In my previous article on Tadasana, I’ve explained few common instructions applicable to all asanas.
This asana is known as Cobra Pose, the name frightening to listen to, but a highly beneficial asana. Bhujanga is a Sanskrit word, meaning serpent or cobra. People with lower back ache are certain beneficiaries of this asana.
Method / Technique for Bhujangasana
- Lie flat on the floor, the weight of your body is on the stomach. Legs and top of the feet are on the floor. Hands spread under the shoulders. Elbows hug the body. The top of the feet, thighs and pubis touch the floor.
- Inhale, straighten the arms and slowly lift the chest off the floor. Raise the forehead, look upwards, and stretch the hands backwards. Take the chest to a reasonable height so that you establish a connection with the pubis and to the legs. Bring the hip joints together, but do not harden the buttocks too much.
- Move the head from the neck and chin. This backward movement needs to be done slowly and systematically, without applying any force. Move the belly to the farthest position possible. Now, maximum weight is shifted on the belly and the lower back is in action.
- Firm up the shoulder blades; they must remain firmly against the back. Take the side ribs forward. Gradually lift the top of the sternum but do not push the front ribs forward. This process will harden the lower back. The backbend needs to be maintained evenly in the entire spine and no extra pressure must be exerted at one place.

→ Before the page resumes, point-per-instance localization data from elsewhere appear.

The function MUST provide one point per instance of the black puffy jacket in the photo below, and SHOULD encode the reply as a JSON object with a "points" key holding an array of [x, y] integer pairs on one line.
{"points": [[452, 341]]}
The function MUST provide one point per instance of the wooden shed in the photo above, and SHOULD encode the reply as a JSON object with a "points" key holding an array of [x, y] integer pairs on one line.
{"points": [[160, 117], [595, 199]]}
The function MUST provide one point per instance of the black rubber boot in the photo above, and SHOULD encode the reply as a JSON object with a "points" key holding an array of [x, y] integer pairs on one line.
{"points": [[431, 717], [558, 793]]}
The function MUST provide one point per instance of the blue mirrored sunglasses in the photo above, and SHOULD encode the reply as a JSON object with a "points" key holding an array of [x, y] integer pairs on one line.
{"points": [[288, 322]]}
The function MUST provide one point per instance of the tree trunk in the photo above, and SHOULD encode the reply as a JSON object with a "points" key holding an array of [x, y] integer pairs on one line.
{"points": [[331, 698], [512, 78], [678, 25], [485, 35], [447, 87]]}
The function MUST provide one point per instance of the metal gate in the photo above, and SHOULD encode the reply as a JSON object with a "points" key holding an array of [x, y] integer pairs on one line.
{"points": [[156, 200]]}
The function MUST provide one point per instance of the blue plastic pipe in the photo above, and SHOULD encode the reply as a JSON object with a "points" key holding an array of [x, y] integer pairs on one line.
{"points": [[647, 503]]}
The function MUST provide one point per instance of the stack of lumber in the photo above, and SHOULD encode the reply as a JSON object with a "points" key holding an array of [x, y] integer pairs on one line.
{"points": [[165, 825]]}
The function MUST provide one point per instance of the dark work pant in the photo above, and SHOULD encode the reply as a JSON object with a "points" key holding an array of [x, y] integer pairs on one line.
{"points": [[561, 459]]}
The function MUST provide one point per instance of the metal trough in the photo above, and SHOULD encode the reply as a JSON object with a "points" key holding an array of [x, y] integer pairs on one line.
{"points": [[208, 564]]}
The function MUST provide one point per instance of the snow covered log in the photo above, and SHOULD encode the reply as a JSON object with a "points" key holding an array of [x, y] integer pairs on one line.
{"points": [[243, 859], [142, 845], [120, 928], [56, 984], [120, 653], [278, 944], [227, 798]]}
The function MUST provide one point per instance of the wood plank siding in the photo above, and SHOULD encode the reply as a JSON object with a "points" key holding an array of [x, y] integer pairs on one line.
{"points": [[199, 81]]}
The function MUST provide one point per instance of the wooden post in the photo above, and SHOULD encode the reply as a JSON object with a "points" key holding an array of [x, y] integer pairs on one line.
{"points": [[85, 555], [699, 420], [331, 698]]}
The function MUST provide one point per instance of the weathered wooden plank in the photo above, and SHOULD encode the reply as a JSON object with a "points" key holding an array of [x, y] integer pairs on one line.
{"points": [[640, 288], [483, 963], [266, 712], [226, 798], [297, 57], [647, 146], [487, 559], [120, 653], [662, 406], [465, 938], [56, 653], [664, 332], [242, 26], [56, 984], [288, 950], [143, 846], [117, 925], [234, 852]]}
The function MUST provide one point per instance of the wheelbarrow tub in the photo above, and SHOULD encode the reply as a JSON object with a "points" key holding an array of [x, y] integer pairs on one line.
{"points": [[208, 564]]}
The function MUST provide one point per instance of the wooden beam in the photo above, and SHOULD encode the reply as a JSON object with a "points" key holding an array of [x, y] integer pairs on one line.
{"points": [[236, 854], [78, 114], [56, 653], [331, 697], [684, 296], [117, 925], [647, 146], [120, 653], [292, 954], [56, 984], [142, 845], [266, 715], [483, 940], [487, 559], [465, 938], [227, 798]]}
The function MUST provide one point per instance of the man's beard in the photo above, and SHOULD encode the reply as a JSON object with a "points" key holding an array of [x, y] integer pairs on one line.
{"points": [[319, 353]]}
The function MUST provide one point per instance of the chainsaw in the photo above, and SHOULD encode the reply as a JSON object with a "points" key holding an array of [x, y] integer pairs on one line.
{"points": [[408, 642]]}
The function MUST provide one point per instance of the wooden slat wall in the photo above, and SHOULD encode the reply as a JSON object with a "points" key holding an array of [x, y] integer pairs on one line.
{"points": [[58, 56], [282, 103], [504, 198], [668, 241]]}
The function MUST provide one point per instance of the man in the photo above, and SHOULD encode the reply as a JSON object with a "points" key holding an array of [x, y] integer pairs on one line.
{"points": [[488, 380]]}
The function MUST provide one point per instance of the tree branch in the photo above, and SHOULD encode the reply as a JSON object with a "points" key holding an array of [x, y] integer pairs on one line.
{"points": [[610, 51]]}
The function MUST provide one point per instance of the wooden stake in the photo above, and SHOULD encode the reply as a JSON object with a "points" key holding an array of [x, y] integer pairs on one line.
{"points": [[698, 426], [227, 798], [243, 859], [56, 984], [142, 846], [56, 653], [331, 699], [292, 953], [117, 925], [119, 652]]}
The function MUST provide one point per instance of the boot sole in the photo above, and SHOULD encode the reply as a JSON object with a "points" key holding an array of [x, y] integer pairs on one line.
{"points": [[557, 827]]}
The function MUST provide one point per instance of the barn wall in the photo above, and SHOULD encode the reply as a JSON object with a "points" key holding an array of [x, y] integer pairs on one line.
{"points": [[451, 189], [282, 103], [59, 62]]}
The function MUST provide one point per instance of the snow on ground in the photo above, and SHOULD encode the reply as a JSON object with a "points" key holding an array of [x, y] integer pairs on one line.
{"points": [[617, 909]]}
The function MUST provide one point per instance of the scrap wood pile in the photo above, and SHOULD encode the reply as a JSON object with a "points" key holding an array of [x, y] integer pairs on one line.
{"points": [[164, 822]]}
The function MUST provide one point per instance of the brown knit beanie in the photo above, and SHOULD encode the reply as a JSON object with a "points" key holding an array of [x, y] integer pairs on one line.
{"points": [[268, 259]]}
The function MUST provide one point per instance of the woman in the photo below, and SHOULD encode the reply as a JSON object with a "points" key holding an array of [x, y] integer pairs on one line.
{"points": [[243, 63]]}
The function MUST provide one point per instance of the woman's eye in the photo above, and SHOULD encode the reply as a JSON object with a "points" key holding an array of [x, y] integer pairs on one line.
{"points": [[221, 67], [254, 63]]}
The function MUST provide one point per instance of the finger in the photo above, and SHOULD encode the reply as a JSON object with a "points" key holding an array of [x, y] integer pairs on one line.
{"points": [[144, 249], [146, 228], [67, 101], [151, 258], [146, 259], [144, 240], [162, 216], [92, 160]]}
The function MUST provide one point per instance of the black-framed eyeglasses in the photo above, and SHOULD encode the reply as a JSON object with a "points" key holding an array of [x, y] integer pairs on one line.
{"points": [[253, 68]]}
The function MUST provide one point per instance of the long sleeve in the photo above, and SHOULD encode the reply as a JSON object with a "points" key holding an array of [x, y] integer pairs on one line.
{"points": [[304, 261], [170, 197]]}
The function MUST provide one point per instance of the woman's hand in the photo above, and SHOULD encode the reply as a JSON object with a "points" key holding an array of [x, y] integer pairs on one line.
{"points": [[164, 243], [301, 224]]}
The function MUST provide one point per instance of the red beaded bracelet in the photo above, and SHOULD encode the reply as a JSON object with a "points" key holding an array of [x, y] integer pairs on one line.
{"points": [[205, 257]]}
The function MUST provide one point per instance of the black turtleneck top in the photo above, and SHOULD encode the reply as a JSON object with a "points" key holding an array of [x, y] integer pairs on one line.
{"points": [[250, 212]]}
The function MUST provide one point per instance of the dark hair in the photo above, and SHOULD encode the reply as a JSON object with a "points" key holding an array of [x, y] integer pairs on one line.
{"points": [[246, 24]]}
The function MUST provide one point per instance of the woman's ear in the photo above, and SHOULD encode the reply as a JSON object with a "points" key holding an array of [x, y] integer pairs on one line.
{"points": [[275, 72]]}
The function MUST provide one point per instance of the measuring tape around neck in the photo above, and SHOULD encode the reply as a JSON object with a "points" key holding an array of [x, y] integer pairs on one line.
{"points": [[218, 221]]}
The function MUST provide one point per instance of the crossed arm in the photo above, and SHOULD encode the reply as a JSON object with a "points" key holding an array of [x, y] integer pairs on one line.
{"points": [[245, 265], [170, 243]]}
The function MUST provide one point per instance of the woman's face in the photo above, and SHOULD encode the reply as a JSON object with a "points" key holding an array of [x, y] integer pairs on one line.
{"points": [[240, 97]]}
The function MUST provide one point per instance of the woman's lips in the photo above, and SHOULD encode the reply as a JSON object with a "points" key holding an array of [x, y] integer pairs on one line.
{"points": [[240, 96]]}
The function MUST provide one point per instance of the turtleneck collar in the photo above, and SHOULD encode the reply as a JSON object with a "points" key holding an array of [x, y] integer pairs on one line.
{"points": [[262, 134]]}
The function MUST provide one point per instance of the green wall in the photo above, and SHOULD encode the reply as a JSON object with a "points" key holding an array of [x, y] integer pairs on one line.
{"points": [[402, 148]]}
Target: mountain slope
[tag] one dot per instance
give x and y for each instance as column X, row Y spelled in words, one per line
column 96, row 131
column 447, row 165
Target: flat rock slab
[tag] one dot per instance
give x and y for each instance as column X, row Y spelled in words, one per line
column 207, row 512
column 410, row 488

- Fingers of the hands need to remain together.
- Remain in the position for about 30 seconds and continue to breathe easily. Slowly revert to the floor as you exhale. Do not bend your head first. The part of the body that left the ground first, will return to that position last.
- Helps to mitigate the stiffness of the lower back
- Enlarges and strengthens the chest; also strengthens arms and shoulders.
- Relieves menstrual irregularities.
- Strengthens the muscles of the body in general.
- Relieves flatulence and constipation.
- The spine remains flexible. Recommended for those suffering from Dyspepsia, Asthma and vata diseases.
- Impacts the adrenal glands, as that part gets additional supply of blood. Improvement in the function of liver is possible, and ovaries and uterus are beneficially affected.
- Muscles of the back, abdomen and upper part of the body are strengthened.
- Those with duties with long hours of standing and suffer from backache, are benefited.
- Beneficial to those suffering from cervical spondylosis.
- Relieves stress.
- Improves concentration.
Initiate the practice of this asana cautiously. When you do it for the first time, stiffness at the lower back will offer resistance. You may experience pain and feel uncomfortable. Do not try to attain the final position of the asana, by jerks and by applying force. That may result in muscle injury. You will find the gradual reduction in stiffness and the pain at the back will diminish/vanish. Those suffering from hernia, peptic ulcer and hyperthyroid should not attempt this asana.